Electronic structure, spin-orbit coupling, and interlayer interaction in bulk MoS2 and WS2

TL;DR

This study combines experimental ARPES measurements and first-principles calculations to analyze the electronic structure, spin-orbit effects, and interlayer interactions in bulk MoS2 and WS2, clarifying their contributions to band splitting.

Contribution

It provides a detailed comparison of experimental and theoretical results, clarifies the weak interlayer interaction in WS2, and links band gap trends to valence-band splitting and lattice parameters.

Findings

Interlayer interaction weakly affects valence band splitting in WS2

Band gap decreases with increasing valence-band splitting and molecular mass

Experimental results align with first-principles calculations

Abstract

We present in-depth measurements of the electronic band structure of the transition-metal dichalcogenides (TMDs) MoS2 and WS2 using angle-resolved photoemission spectroscopy, with focus on the energy splittings in their valence bands at the K point of the Brillouin zone.
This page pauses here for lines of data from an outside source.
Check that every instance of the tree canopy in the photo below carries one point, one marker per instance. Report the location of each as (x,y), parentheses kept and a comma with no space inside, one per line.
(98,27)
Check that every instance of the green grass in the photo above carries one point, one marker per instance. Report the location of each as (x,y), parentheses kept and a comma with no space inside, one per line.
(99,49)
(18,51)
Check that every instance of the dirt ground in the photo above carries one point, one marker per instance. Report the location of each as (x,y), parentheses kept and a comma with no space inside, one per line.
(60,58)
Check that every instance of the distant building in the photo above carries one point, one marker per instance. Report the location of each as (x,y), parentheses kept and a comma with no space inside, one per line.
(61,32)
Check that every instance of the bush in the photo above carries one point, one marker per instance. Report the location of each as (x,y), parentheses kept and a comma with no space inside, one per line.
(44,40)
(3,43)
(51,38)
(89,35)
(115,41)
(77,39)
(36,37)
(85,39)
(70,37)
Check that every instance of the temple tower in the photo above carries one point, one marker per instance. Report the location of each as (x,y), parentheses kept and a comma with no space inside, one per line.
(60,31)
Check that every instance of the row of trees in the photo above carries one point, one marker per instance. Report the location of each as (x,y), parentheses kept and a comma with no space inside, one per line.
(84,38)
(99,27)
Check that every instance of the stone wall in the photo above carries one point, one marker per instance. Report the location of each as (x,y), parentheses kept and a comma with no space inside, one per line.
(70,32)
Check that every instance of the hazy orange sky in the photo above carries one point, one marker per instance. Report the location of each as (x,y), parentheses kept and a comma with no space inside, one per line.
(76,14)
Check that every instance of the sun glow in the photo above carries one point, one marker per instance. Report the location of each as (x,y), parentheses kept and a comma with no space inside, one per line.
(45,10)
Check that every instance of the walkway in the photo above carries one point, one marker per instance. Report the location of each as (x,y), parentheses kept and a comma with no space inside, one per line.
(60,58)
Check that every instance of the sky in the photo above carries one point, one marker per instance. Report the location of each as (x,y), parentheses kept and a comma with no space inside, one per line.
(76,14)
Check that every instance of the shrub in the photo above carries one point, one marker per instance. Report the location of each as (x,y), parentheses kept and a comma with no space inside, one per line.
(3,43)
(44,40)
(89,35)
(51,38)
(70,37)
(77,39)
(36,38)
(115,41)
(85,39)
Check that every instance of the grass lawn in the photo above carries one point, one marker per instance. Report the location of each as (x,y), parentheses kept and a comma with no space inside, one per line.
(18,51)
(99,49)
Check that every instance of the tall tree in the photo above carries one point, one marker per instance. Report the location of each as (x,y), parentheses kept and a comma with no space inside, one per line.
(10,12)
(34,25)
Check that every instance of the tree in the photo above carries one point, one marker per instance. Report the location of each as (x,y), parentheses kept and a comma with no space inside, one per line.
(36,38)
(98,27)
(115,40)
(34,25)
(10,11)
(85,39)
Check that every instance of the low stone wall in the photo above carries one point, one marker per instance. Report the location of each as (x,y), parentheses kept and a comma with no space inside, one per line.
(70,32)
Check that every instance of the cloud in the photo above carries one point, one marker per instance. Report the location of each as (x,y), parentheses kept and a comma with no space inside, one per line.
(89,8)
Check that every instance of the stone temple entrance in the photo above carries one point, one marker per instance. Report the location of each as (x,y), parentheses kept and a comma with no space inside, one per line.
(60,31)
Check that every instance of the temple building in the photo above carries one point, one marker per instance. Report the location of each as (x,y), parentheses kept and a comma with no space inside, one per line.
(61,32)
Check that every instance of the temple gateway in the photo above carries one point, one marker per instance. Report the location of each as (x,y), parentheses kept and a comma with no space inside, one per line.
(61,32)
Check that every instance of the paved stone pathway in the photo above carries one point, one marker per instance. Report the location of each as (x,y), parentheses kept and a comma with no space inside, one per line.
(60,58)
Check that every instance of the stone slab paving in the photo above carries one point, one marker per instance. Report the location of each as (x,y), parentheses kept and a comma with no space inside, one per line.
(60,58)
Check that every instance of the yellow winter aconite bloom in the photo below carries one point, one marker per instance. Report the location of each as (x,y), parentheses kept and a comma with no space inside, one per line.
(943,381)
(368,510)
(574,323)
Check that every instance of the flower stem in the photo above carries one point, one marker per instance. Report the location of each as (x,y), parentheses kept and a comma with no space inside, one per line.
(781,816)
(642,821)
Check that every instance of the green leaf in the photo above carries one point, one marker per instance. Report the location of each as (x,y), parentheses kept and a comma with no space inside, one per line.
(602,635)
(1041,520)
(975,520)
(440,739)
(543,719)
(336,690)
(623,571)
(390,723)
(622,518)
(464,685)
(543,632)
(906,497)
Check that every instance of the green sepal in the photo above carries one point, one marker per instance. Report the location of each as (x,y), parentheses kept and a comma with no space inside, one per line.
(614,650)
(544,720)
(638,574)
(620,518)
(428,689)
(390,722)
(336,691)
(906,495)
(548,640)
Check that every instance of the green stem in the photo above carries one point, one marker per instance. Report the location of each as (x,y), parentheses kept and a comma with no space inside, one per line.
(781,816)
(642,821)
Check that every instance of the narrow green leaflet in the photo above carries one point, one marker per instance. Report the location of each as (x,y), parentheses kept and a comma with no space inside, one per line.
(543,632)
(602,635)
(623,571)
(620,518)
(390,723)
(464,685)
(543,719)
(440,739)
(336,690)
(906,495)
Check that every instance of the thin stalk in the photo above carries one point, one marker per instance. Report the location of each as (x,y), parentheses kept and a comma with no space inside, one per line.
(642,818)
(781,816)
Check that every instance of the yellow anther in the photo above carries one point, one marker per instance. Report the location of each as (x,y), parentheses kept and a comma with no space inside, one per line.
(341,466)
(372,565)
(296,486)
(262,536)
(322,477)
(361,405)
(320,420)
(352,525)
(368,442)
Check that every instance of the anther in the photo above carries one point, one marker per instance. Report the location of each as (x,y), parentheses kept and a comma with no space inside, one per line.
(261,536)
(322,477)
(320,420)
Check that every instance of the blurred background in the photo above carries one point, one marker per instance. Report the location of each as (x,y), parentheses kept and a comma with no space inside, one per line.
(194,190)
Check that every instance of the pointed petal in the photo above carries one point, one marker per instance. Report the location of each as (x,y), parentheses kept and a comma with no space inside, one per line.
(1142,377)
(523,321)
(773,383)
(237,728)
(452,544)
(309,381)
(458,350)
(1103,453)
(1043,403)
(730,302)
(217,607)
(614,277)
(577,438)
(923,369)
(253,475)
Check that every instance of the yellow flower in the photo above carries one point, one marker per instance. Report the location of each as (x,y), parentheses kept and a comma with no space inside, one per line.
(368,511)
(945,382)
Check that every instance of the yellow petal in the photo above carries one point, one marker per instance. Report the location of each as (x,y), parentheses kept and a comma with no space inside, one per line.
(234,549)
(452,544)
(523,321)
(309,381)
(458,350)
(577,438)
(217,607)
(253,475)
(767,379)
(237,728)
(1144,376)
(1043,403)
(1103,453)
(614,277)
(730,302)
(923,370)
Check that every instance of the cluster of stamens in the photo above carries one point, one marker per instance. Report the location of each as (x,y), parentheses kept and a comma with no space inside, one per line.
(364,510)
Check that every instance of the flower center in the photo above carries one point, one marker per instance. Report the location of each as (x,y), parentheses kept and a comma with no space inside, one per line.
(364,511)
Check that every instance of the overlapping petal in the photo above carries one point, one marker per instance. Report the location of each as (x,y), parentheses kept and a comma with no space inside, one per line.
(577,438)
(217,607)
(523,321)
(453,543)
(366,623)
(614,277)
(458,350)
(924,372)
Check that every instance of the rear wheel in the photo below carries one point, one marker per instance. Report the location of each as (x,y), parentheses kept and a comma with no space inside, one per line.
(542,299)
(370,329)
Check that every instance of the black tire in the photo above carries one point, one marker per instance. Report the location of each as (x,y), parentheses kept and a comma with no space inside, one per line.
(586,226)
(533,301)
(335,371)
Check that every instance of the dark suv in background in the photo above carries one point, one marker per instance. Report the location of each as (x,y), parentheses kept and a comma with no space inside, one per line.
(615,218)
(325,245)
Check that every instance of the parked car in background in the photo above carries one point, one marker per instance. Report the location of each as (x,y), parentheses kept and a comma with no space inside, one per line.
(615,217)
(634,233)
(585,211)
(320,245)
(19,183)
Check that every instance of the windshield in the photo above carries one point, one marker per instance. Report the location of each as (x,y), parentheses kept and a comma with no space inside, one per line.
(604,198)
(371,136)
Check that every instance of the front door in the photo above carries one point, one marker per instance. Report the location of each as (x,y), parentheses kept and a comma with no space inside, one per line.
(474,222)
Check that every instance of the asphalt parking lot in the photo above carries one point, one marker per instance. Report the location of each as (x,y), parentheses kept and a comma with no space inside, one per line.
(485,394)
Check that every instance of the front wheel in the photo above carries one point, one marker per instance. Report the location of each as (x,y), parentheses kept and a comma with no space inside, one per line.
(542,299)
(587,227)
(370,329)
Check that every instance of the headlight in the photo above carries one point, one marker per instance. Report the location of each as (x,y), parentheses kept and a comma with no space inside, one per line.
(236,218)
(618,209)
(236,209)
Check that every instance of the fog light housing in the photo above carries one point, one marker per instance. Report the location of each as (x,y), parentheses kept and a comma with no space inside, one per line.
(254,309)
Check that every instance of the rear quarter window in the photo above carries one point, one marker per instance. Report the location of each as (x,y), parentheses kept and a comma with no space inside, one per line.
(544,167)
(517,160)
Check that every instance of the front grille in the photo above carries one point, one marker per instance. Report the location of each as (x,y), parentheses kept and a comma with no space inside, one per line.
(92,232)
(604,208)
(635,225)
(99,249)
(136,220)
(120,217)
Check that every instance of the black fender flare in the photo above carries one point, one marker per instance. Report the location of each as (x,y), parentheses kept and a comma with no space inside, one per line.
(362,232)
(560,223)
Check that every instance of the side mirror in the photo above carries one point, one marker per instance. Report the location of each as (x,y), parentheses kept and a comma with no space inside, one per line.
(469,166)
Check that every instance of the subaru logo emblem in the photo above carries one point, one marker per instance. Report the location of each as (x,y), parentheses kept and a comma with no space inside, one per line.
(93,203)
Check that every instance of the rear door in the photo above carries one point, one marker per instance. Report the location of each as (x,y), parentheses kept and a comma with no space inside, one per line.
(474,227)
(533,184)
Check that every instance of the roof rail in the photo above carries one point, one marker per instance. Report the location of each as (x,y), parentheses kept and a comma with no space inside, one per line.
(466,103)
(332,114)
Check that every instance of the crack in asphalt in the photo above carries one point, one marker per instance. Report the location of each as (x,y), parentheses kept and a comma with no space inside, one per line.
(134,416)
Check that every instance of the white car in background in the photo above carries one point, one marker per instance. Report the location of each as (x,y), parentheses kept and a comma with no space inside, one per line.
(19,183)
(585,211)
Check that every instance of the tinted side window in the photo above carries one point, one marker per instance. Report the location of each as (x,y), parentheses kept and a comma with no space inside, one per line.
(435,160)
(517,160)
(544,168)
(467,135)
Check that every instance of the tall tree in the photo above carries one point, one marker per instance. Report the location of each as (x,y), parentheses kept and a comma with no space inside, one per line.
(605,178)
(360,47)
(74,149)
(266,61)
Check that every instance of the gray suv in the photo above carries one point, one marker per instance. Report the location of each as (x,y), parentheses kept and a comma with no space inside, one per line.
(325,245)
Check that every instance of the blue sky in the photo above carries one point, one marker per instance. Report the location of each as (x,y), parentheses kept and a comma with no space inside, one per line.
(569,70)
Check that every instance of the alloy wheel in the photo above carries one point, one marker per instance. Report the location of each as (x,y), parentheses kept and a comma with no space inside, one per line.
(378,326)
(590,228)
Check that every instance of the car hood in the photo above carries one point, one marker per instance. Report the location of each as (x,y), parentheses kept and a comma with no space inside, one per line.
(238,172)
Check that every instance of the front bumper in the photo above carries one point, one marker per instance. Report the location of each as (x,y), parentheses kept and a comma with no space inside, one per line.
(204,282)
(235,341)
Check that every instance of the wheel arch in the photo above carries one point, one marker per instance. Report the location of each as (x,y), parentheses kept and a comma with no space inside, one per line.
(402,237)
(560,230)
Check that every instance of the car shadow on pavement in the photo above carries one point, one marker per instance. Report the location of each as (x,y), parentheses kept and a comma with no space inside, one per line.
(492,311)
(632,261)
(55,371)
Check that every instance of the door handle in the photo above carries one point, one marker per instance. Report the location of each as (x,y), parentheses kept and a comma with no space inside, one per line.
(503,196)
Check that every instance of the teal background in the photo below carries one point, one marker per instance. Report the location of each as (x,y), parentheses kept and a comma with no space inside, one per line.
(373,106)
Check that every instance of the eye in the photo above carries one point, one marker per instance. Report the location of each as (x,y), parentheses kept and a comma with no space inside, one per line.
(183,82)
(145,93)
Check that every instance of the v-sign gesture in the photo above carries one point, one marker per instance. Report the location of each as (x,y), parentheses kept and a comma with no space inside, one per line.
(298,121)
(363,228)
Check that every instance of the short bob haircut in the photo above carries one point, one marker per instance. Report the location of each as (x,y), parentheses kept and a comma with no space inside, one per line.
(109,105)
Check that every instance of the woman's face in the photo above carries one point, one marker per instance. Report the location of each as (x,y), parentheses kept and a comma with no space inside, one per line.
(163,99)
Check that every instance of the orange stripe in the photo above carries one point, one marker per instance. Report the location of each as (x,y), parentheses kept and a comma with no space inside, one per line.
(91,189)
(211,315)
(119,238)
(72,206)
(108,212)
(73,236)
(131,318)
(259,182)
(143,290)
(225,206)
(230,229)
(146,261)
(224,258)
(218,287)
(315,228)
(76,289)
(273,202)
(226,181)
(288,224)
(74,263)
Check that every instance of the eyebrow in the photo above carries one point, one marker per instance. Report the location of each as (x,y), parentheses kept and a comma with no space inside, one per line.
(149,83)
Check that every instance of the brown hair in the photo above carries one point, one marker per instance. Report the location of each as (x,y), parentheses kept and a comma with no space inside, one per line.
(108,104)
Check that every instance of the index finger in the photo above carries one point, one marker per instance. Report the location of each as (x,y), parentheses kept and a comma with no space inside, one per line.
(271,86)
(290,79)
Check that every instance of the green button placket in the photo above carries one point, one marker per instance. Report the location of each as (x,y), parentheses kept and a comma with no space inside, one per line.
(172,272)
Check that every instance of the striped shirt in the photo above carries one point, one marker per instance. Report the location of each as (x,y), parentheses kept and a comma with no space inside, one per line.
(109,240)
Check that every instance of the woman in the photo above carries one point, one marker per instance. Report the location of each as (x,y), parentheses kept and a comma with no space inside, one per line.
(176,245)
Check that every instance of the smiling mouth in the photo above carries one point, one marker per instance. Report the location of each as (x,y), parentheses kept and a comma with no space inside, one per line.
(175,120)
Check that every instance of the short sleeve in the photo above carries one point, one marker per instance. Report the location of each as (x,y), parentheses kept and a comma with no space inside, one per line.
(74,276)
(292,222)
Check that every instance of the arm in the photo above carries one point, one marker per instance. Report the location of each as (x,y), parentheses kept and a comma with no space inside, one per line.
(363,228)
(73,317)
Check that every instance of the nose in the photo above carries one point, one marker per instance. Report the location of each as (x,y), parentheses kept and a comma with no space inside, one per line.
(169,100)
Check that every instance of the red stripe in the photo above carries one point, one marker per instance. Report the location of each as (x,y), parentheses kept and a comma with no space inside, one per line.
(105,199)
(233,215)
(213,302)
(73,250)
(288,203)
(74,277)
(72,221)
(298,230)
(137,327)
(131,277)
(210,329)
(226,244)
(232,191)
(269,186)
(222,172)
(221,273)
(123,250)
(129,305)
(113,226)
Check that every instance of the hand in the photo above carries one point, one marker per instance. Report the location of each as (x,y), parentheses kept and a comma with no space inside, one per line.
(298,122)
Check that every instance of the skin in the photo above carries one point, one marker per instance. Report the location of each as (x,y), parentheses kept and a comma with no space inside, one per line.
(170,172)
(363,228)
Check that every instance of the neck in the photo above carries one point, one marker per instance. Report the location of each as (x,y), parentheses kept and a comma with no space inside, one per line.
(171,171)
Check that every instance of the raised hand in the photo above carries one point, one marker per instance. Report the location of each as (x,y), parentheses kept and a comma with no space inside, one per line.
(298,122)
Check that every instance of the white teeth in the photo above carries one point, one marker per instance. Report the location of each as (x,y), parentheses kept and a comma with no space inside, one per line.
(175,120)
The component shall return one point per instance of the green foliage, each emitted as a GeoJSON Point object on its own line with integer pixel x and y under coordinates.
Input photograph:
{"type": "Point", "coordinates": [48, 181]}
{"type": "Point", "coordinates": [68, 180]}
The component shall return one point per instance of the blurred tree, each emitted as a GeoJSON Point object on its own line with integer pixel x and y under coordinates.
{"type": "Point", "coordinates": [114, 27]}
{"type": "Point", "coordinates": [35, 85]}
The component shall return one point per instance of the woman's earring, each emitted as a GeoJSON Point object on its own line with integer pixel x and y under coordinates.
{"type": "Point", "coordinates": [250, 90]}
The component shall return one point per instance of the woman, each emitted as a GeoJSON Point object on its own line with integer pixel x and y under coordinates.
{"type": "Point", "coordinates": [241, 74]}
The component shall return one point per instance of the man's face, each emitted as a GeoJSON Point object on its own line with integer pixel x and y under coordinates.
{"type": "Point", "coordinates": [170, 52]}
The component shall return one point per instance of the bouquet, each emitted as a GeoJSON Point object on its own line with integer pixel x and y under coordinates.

Experimental results are interpreted in terms of our parallel first-principles computations. We find that interlayer interaction only weakly contributes to the splitting in bulk WS2, resolving previous debates on its relative strength. We additionally find that across a range of TMDs, the band gap generally decreases with increasing magnitude of the valence-band splitting, molecular mass, or ratio of the out-of-plane to in-plane lattice constant. Our results provide an important reference for future studies of electronic properties of MoS2 and WS2 and their applications in spintronics and valleytronics devices.